The Modern Slavery Act 2015 (the Act) applies to all retailers with a turnover in excess of £36 million per year. This includes the turnover of any subsidiary companies.

The government predicts that approximately 12,000 UK companies will fall within the scope of the legislation. The Act will also apply to overseas companies if part of their business is carried out in the UK.

What will your business need to do?

From 29 October 2015, any businesses caught by the Act will need to make an annual statement of the steps they have taken to “ensure that slavery and human trafficking are not taking place in any part of their business or supply chain”. 

If an organisation has not taken any such steps it must make a statement to this effect – this carries an obvious risk of negative publicity.

The Act does not set out exactly what the statement must include. However, the government has released a “practical guide” to assist businesses in making statements. It sets out a non-exhaustive list of what could be included, such as information about:

  • the organisation’s structure, business and supply chains;
  • its policies and due diligence processes in relation to slavery and human trafficking in its business and supply chains;
  • training available to employees; and
  • risks that are particular to their industry, activities and structure and how successfully those risks have been mitigated.

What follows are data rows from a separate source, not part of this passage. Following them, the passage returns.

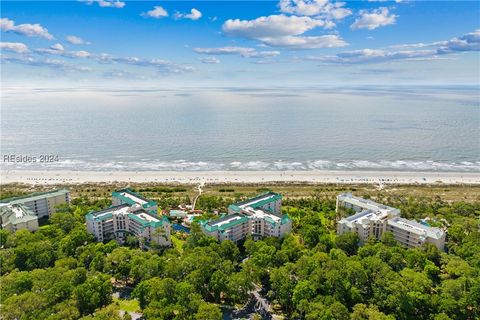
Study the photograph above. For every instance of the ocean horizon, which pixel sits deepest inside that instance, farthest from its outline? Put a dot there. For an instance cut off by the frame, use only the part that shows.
(385, 128)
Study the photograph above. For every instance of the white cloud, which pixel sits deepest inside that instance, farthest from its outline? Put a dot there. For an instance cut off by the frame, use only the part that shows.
(55, 64)
(161, 66)
(374, 19)
(57, 46)
(271, 26)
(106, 3)
(320, 8)
(76, 40)
(465, 43)
(26, 29)
(210, 60)
(14, 46)
(157, 12)
(58, 49)
(241, 51)
(301, 42)
(193, 15)
(283, 31)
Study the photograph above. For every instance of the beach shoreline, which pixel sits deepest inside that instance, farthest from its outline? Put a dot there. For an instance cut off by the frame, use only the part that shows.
(247, 177)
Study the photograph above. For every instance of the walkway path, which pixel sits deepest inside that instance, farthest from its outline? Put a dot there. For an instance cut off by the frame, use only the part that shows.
(199, 188)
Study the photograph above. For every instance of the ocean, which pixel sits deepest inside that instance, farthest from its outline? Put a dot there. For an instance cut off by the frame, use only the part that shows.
(431, 128)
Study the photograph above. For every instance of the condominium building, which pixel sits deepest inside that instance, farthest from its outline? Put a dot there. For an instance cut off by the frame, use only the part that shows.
(23, 212)
(43, 204)
(258, 217)
(14, 217)
(128, 196)
(373, 219)
(124, 219)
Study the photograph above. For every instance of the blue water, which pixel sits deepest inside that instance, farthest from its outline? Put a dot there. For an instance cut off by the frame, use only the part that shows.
(355, 128)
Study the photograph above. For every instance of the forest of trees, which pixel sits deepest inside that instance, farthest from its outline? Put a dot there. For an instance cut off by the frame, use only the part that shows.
(60, 272)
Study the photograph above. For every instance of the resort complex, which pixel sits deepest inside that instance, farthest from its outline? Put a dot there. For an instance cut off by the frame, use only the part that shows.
(373, 219)
(133, 198)
(259, 217)
(131, 214)
(24, 212)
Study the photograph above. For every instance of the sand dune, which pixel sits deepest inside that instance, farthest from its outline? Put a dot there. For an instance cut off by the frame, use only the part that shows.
(195, 177)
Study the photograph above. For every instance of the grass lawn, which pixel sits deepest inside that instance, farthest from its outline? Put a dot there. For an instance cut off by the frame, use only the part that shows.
(128, 305)
(177, 243)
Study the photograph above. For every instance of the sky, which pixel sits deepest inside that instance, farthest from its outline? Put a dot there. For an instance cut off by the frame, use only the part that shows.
(286, 43)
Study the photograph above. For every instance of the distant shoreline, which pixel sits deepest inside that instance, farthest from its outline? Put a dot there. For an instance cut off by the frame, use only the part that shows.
(218, 177)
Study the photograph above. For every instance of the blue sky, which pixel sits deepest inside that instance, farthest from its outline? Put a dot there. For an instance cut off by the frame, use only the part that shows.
(229, 43)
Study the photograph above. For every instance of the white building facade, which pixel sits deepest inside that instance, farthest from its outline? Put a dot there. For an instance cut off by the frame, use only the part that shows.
(43, 204)
(124, 219)
(373, 219)
(259, 217)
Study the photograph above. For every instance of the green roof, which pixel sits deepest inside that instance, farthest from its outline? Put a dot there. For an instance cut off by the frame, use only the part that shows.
(35, 196)
(117, 194)
(285, 219)
(8, 214)
(234, 207)
(269, 219)
(138, 219)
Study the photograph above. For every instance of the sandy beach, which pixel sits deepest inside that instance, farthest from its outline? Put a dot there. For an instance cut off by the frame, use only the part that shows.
(197, 177)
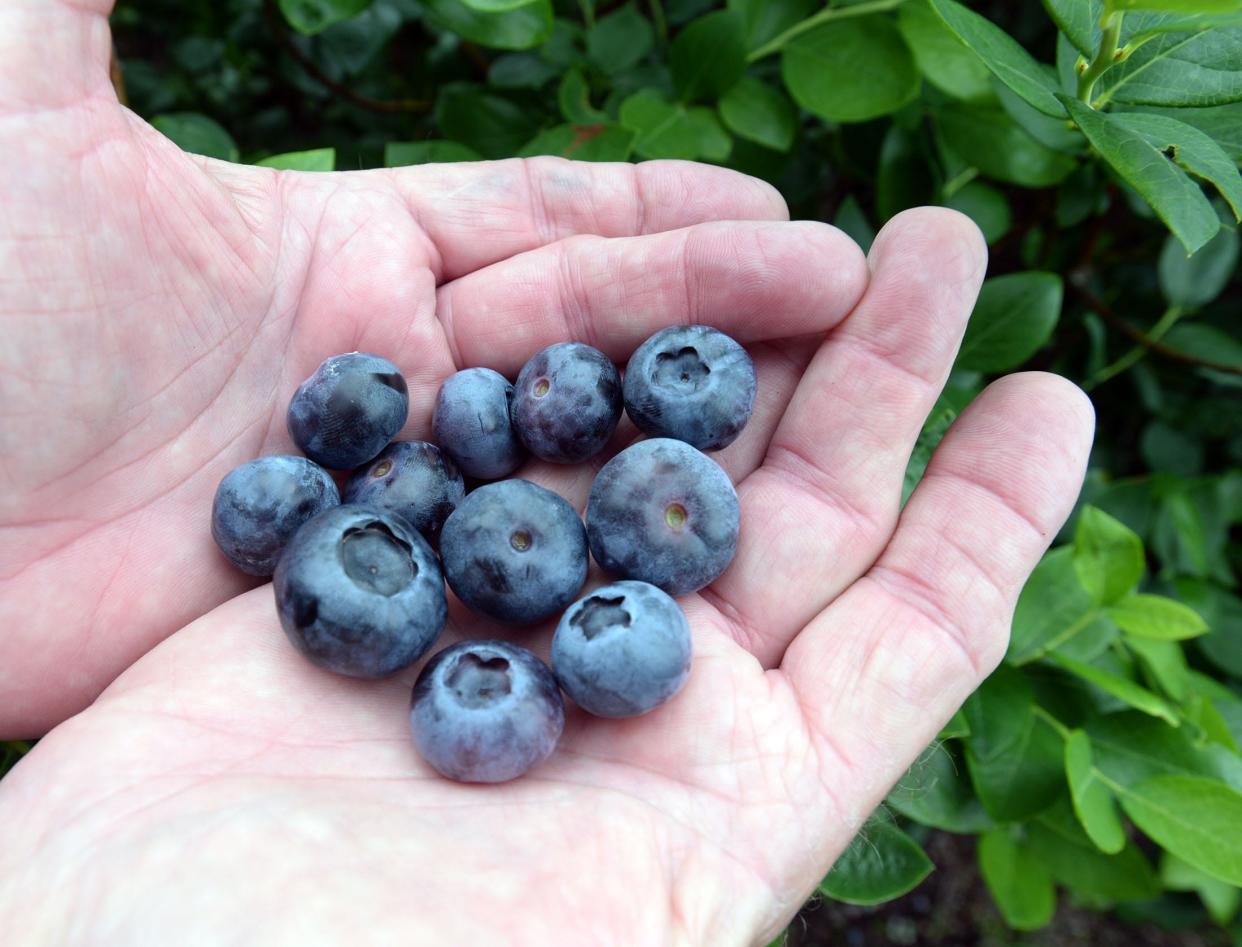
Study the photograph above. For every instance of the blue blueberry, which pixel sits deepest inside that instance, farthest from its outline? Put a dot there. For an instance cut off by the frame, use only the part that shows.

How and when should the disclosure be made?

The disclosure will need to be made “as soon as reasonably practicable” after the end of each company’s financial year (but should be made within six months). Businesses with a year-end of 31 March 2016 will be the first who must publish the reports. 

The statement must be approved at a senior management level (i.e. board level for limited companies). A link to the statement must be published in a prominent place on the retailer’s homepage. If the business has no webpage it must provide copies of the statement to anyone who requests it.

What you should do now:

  • you should consider whether your company falls within the financial thresholds of the Act;
  • if the Act applies, then you will need to consider whether to make a statement that you are taking steps to tackle slavery and trafficking; and
  • you should then conduct the relevant risk assessments and supply chain audits (particularly looking at your working practices and policies, along with those of your existing suppliers).

Other steps you could take include:

  • initiating training programmes;
  • putting policies in place (including whistleblowing policies so that issues can be reported); and
  • including wording in your supply chain agreements to prohibit suppliers from using forced or trafficked labour.